My online dating profile clearly indicates that I’m a vegan. A woman I’ve been communicating with informed me that she eats a healthy diet, but enjoys meat and fish. Fine with me, but our first phone conversation became an inquisition about whether I would attempt to make her a vegetarian. She compared it to trying to convert someone to another religion. She got intense about it, despite my insistence that I don’t proselytize. I finally conceded a belief that vegans are more evolved from a spiritual standpoint. She really went off about this, insisting that she wasn’t about to let anybody change her. At one point, she even said that letting my cat go outside was as cruel as factory farming. Most amazingly, this happened after numerous pleasant e-mails.
We all have certain things that really push our buttons. Apparently, for this woman, it’s that horrible, racist, sexist, in-your-face statement, “Hi, how are you?”
You lucked out. This woman’s obviously out of her ground-beef-filled gourd. There’s a perfect time to discover that, and it’s before the first date. The thing is, she may actually be on to something — albeit in a somewhat shrewishly hysterical way. Here you are, presenting yourself as this easygoing sprout-muncher who manages to maintain a live-and-let … murder small defenseless animals attitude. But do you really? Like a lot of people hoping to maximize their dating possibilities, you try to be “open-minded,” but how realistic is it to tell yourself you can be with a woman you’ll kiss, then think, “Eeeuw, I can still taste that murdered cow”?
Come on … you aren’t a vegan because you think clumps of seitan (boiled wheat gluten) taste so much better than pork chops. In fact, with a bit of prodding, you admit to feeling morally superior to us flesh-chomping barbarians. (Moral superiority — always such a successful basis for a relationship.) Now, it’s possible that you’re the Stepford Vegan, able to sit placidly as a woman tears apart a live goat with her sharpened incisors. But my guess is, it’s only a matter of time until you look across the table at a girlfriend really enjoying herself as she swallows the last morsel of some dead animal, and go off on her: “Hey, I think you missed the dog! Want me to take his collar off so he’s easier to chew?”

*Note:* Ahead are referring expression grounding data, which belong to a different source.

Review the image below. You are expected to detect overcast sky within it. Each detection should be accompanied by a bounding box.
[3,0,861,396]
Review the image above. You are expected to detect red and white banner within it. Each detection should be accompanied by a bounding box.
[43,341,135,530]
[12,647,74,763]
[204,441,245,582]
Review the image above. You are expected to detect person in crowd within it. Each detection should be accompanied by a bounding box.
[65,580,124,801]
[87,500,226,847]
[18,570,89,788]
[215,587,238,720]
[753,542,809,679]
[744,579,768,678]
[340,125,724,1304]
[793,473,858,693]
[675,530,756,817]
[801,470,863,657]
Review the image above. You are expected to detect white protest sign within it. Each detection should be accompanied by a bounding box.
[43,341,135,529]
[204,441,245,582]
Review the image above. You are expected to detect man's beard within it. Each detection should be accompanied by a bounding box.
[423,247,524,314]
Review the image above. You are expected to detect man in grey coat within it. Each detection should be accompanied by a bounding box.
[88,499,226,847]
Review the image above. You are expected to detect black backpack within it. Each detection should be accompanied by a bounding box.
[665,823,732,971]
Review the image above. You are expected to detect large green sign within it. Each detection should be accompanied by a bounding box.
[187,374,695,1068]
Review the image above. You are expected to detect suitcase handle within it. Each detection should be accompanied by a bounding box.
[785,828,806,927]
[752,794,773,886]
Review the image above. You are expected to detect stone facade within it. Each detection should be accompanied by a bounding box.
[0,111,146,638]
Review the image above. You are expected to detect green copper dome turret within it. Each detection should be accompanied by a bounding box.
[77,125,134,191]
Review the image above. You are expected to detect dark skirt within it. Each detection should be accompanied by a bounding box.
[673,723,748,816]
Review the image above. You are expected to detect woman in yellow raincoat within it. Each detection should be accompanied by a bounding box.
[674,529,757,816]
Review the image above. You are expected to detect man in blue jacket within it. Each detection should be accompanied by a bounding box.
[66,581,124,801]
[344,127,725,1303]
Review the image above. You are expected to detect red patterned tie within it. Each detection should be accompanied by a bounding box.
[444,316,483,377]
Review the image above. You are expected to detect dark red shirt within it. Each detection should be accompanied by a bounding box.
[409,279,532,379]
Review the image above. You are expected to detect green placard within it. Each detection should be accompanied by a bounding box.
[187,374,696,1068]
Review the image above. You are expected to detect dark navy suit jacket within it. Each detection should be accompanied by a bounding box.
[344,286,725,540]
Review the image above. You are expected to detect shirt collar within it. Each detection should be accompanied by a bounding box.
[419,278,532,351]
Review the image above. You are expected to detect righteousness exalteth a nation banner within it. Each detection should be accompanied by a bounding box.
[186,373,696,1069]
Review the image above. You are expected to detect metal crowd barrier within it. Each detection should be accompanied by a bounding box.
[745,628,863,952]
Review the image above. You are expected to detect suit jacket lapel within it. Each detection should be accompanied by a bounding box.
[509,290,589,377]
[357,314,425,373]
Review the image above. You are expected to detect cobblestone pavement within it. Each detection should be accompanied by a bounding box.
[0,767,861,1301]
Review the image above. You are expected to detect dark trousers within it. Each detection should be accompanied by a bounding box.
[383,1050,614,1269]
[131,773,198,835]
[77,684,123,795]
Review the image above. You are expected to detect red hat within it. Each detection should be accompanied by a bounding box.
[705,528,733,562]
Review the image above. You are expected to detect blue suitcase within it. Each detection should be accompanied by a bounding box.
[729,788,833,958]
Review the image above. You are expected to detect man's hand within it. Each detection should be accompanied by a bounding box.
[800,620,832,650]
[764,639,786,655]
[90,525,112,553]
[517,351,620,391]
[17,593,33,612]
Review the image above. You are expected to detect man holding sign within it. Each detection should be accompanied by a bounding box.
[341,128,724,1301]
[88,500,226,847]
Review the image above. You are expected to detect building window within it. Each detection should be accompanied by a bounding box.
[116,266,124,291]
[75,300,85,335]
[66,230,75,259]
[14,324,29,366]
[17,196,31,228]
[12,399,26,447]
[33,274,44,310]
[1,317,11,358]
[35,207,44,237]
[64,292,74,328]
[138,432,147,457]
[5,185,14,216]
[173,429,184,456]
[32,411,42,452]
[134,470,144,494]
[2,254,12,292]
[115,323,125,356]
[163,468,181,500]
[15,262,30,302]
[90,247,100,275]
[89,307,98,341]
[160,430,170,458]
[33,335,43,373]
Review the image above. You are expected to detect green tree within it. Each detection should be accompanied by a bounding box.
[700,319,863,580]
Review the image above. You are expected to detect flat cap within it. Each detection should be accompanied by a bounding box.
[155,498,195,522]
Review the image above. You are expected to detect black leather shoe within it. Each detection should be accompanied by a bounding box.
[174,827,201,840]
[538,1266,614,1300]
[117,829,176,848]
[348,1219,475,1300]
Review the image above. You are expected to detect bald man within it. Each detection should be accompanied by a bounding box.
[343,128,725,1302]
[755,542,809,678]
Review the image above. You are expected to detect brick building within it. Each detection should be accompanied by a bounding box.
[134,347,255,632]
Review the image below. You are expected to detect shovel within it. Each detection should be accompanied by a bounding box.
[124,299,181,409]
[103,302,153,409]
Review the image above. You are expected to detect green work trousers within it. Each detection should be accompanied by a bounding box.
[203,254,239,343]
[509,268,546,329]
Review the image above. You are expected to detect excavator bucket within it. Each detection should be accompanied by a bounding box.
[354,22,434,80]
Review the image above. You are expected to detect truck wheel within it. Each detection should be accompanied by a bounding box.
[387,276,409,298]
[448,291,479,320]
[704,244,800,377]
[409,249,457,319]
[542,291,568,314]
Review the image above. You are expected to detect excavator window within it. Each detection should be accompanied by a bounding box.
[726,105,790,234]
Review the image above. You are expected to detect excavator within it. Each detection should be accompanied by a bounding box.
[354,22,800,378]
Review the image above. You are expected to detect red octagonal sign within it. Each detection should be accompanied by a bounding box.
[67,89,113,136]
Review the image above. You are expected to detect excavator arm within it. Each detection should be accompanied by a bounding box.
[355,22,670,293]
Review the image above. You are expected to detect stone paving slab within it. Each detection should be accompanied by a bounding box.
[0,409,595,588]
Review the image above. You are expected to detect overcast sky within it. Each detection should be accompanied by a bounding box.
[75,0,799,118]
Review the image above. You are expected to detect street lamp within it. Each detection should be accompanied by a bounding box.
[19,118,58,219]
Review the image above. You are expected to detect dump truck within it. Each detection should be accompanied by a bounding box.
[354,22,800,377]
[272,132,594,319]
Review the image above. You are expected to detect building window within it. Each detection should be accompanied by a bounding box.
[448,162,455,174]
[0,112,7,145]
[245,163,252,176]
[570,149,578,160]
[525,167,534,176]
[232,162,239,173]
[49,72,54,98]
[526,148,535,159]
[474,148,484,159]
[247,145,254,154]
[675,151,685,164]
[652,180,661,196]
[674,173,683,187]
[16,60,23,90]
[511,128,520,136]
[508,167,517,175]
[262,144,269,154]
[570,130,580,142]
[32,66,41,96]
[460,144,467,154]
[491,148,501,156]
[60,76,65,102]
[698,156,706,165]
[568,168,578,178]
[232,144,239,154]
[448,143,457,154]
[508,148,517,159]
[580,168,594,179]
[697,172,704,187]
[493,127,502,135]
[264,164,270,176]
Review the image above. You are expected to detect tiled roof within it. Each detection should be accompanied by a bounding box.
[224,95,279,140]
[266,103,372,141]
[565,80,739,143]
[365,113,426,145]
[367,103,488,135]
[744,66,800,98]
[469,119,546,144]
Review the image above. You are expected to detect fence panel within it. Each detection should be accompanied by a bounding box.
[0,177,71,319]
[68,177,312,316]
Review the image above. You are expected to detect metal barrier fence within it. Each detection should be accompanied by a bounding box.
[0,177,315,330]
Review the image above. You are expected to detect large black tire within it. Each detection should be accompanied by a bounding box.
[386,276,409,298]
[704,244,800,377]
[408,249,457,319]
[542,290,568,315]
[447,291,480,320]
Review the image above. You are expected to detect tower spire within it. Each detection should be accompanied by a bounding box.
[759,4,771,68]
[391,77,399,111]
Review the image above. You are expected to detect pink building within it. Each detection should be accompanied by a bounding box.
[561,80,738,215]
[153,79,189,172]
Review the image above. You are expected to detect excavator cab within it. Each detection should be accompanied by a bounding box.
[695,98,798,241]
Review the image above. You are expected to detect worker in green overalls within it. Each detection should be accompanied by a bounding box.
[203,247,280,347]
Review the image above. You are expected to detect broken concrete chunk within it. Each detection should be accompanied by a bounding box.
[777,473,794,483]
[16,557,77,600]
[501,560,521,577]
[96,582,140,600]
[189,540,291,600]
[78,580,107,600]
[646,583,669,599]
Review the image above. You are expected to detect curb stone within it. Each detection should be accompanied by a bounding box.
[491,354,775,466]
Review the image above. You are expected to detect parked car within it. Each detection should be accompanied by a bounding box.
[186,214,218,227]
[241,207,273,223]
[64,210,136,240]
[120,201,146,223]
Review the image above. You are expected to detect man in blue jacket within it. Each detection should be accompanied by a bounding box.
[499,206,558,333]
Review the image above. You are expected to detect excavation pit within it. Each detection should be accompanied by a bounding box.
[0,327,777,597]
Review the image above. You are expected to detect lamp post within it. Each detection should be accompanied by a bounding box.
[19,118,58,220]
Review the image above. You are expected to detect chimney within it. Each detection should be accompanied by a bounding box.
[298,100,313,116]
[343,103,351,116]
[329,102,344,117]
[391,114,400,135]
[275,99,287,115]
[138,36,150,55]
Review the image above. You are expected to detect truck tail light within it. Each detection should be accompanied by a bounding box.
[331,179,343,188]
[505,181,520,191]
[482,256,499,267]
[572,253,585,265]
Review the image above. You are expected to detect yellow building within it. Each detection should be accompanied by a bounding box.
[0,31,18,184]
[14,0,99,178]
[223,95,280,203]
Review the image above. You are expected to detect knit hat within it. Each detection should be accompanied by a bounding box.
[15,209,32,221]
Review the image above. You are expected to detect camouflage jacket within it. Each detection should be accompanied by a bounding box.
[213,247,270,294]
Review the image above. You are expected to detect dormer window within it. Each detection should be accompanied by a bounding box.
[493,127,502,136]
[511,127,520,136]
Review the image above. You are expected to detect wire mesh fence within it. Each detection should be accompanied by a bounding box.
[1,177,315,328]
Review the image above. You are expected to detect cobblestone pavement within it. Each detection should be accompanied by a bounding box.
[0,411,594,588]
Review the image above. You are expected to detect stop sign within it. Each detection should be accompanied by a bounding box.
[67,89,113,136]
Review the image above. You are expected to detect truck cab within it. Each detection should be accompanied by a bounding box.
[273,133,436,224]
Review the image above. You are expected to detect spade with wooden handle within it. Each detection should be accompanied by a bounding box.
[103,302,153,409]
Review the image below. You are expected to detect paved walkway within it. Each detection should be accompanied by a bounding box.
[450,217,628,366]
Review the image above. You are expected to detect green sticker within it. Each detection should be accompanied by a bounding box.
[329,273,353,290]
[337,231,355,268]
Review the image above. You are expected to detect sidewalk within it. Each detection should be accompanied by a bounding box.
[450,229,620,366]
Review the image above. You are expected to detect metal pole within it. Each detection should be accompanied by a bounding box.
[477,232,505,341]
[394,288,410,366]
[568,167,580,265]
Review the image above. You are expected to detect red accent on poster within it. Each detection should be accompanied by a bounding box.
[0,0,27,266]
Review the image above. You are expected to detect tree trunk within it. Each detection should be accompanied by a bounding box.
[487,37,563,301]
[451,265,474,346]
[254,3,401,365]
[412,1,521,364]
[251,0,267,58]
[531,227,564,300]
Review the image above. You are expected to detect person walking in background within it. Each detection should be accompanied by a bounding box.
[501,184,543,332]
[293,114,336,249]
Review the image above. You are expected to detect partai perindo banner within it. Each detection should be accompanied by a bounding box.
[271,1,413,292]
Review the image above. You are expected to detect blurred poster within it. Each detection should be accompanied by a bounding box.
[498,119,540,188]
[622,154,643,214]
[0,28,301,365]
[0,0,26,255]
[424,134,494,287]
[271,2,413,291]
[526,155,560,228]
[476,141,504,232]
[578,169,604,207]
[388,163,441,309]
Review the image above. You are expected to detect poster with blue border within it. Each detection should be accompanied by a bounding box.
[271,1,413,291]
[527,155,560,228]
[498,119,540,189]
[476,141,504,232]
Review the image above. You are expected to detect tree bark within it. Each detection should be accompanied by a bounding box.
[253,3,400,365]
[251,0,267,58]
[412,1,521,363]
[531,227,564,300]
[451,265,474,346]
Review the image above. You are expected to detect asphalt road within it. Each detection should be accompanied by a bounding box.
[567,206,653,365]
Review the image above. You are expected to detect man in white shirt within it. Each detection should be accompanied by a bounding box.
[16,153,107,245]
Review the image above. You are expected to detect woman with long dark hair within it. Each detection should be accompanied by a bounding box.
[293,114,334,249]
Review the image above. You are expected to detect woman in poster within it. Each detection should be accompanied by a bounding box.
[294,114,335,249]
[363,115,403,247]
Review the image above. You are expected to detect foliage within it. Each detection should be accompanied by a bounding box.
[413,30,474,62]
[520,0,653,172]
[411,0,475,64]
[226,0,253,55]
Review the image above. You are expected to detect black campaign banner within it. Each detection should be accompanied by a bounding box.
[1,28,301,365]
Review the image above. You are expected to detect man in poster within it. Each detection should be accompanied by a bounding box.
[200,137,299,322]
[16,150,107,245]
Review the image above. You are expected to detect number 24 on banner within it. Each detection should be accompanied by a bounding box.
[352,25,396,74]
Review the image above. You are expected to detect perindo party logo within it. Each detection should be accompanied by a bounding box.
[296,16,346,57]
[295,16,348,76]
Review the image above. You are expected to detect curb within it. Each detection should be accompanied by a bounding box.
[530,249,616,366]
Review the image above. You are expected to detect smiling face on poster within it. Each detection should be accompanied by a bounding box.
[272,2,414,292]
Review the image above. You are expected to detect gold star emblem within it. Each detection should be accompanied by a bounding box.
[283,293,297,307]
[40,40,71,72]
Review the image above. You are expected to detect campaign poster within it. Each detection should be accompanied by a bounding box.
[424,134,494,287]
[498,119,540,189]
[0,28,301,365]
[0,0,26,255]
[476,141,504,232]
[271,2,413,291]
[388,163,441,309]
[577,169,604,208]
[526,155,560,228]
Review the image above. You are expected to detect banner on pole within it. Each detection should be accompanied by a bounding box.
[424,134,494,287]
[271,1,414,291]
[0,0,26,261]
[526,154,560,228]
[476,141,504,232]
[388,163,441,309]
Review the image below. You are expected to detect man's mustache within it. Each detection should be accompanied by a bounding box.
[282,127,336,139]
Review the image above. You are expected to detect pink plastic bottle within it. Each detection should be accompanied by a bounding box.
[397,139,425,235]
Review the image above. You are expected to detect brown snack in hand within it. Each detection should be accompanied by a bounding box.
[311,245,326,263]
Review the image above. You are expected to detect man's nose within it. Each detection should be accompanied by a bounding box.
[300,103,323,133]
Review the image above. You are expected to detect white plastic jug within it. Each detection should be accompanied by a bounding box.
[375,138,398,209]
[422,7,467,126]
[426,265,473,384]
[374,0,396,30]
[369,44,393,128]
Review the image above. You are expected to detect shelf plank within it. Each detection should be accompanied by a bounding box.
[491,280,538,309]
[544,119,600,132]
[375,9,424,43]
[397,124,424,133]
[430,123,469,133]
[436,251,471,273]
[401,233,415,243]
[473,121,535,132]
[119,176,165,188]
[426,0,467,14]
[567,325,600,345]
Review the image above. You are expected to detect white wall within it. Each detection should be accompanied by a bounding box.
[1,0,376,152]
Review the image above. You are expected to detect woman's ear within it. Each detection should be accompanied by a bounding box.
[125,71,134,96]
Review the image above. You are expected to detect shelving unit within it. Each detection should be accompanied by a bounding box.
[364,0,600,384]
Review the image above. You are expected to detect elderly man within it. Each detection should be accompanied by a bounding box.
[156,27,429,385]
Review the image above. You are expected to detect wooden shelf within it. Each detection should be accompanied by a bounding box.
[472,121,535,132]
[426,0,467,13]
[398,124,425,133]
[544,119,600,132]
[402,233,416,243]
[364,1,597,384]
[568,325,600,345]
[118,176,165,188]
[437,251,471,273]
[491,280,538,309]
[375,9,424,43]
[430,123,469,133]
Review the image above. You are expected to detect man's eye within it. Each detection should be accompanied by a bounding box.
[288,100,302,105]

“Opposites attract” sounds good but really only applies if you’re two magnets trying to get together. For a relationship to work out, you have to be with somebody you respect, but not only that, somebody you actually admire. You can have differences, but you basically have to be excited about who she is, what she believes and how she lives. Painting yourself as tolerant and casting a wide net is a great idea — if you’re a generic person who “enjoys great wine, great food and great conversation.” Are there five people on the planet who don’t?
To find a person you’re compatible with, be honest about your deal-breakers (“must love dogs, but not braised, with a side of spring vegetables”). You might even restrict your online dating forays to a vegetarian personals site like VeggieDate.org. Just think, no more trying to forget that a date’s wallet once roamed the tall grasses as part of a cow! She’ll be right there with you in enjoying meatless fine dining and then, on to McDonald’s. No, not for a real meal, but for a moment of emotional bonding — weeping and hugging as you watch a kid in the window chowing down on a Happy Meal.
I’m trying Internet dating, and a friend said I’d have better results on a site with a membership fee. With so many free sites, why would anyone ever pay?
The word “free” turns reasonably intelligent people into zonked-out morons. Tell people you’re giving away free tacos (actual worth: 35 cents, including labor), and they’ll line up in the heat for an hour to get one. Offer them $1.35 to stand in a hot line for an hour, and they’ll scowl and flip you off. There are good people on free dating sites. They’re just crowded in among all the people who aren’t seriously looking, but, hey, as long as it’s free, they’ll throw up a pic, kick back, and check their inbox when they’re done swimming with the turtles in Galapagos. Sites with monthly membership fees, whether they’re $50 or $15.99, draw those who are more serious about finding somebody, and give them incentive to hop to it.
People say the best things in life — love, friendship, moonlight — are free, but so are the worst things: lymphoma, a really big overbite and roadkill. If you’re in any sort of hurry to get to the good stuff, it probably behooves you to pay the sorting costs.